Can you pull it from the actual string instead of the database? If you're already there, you can just save the string at that point in
the
code.
... when I put a hex dump routine in matchAndRemove() in MagicWord.php, and dump the text which is being passed in, I get (ASCII printing chars displayed as ASCII, all others as hex):
20 R u n 20 t y p e 20 e2 80 9c g p e d i t . m s c e2 80 ? 20 a n d 20 p
The raw database may be using the wrong underlying encoding.
The table spec says:
CREATE TABLE `mywiki_text` ( ... ) ENGINE=MyISAM AUTO_INCREMENT=18452 DEFAULT CHARSET=latin1
You can load the current revision of a particular page and save it to
a
file [snip] (You can use maintenance/eval.php to run code within the MediaWiki framework from the command line.)

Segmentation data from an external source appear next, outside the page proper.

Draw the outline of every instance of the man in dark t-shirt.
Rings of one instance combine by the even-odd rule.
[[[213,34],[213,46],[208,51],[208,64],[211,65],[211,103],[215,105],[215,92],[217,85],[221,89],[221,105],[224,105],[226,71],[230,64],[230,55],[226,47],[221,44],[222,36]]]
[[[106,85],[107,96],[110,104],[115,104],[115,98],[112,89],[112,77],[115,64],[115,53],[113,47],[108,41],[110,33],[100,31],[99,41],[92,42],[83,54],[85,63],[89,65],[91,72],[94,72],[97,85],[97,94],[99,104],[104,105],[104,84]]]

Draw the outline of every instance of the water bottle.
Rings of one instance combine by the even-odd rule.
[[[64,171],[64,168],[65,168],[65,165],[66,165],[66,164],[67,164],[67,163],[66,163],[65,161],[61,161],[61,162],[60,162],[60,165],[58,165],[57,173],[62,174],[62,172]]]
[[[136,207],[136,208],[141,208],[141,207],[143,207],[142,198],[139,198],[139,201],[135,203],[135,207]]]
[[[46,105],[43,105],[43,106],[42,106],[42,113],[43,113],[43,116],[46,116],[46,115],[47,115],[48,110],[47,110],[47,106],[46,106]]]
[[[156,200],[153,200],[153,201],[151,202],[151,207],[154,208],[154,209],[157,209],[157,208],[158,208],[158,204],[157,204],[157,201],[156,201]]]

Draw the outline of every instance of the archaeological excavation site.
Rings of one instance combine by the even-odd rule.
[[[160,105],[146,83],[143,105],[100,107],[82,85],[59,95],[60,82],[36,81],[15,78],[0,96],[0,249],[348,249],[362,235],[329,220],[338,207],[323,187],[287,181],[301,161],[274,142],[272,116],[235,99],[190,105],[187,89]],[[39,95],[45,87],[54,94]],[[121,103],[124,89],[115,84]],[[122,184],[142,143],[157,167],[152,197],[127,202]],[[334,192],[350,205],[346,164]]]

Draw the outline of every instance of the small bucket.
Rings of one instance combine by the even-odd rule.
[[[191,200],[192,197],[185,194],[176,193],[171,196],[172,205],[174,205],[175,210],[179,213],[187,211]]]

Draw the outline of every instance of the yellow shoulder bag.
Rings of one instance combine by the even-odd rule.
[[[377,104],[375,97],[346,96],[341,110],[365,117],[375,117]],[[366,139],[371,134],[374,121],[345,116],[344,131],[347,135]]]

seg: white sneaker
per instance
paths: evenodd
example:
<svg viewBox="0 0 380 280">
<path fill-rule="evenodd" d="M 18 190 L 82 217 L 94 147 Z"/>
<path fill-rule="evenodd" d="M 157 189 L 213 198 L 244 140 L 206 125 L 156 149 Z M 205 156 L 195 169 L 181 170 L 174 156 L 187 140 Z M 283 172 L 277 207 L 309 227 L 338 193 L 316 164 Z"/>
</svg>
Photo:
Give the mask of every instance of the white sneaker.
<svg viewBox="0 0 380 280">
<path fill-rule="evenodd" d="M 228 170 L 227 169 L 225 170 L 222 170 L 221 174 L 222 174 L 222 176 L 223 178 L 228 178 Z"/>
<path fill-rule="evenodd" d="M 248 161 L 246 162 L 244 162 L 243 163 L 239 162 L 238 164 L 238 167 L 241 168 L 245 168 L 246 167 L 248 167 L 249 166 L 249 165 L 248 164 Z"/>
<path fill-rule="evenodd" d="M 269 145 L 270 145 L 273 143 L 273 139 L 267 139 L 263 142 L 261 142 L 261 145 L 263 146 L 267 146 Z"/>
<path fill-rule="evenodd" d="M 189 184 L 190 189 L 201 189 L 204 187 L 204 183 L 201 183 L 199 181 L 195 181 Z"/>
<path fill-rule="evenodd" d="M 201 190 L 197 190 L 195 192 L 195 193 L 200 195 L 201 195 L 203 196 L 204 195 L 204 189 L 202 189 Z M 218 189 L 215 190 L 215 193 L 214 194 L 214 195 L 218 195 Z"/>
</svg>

Sweet! I've done that, and this is the offending section:
20 52 75 6e 20 74 79 70 65 20 e2 80 9c 67 70 65 > Run type ...gpe< 64 69 74 2e 6d 73 63 e2 80 3f 20 61 6e 64 20 70 >dit.msc..? and p<
The bad sequence (after "gpedit.msc") is "e2 80 3f": the same as what I got with my hex dump in the code.
If I create a new article with the excellent text
My froo "sploit" bong.
using fancy quotes (by pasting in from Word), it dumps as:
4d 79 20 66 72 6f 6f 20 e2 80 9c 73 70 6c 6f 69 >My froo ...sploi< 74 e2 80 9d 20 62 6f 6e 67 2e >t... bong.<
Here, the close quote is correctly represented as "e2 80 9d".
So... extended characters seem to work OK now; so I guess the old pages must have got messed up in the upgrade somehow. Maybe something somewhere along the line thought that 9d was an invalid latin-1 character, and replaced it with "?"? But why not 80, or 9c?
All of this would be mildly annoying (close-quotes being dumped from old articles) if the PHP/PCRE bug didn't significantly aggravate it... but I can't really think of a way that MediaWiki can alleviate or fix this. I suppose I need to do a search-and-replace in the DB to fix the bad codes.
Ian